WAUPUN, Wis. (AP) — The first Wiccan to serve as a prison chaplain in Wisconsin and a Muslim chaplain were both ousted from the Waupun Clergy Association, which now allows only Christians as members.

Muslim Imam Ronald Beyah said last week's action included him so it wouldn't appear the group was targeting the person who caused concern, Jamyi Witch, the Wiccan chaplain.

Some state legislators and others criticized her appointment last December, but the warden at Dodge Correctional Institution said the law prevented religious discrimination.

Members of the association in this community 55 miles northwest of Milwaukee said it was founded for Christian ministers, but ambiguous bylaws meant Beyah was included two years ago, followed by Witch last December.

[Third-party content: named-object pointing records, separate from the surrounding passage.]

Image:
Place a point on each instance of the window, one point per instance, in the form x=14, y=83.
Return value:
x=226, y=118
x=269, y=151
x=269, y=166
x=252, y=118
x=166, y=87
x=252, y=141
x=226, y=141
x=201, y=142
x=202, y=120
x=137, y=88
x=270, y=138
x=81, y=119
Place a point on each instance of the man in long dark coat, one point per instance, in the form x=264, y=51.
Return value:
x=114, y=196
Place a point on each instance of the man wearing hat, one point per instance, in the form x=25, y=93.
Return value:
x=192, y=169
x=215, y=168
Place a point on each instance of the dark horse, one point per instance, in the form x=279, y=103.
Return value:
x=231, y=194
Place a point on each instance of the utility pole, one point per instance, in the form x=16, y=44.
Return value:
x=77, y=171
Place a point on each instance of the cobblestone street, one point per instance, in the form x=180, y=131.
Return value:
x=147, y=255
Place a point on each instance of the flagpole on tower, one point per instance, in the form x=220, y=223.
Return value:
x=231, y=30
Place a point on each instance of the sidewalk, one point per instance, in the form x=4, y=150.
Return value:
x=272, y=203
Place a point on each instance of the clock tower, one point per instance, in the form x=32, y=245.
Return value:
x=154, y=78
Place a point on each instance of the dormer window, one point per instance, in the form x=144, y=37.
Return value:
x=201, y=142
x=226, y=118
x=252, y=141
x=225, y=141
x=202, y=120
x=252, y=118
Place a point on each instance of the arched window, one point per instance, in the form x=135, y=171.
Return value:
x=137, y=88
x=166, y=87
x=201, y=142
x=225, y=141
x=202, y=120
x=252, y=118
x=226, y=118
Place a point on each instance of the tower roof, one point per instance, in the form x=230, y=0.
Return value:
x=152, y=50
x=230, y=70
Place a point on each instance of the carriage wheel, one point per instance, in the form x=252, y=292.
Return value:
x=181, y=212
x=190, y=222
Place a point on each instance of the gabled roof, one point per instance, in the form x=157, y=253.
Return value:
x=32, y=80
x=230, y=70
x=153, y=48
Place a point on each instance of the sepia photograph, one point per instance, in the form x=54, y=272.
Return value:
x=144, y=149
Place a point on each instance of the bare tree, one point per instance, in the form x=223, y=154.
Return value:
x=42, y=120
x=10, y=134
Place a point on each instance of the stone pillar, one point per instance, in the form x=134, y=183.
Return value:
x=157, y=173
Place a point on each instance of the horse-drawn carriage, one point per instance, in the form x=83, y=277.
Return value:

Lutheran pastor Kenneth Spence, who proposed the new policy, said he had nothing against Witch and Beyah "as persons, but it's a matter of principle."

Beyah said he respects Witch as a professional and equal even though Islam strongly opposes pagan views. "She's an excellent chaplain," he said. "Her religious faith or tradition has nothing to do with her as a chaplain."

Wiccans celebrate nature and worship various gods and goddesses. Followers are sometimes called witches, though many prefer the term Wiccan.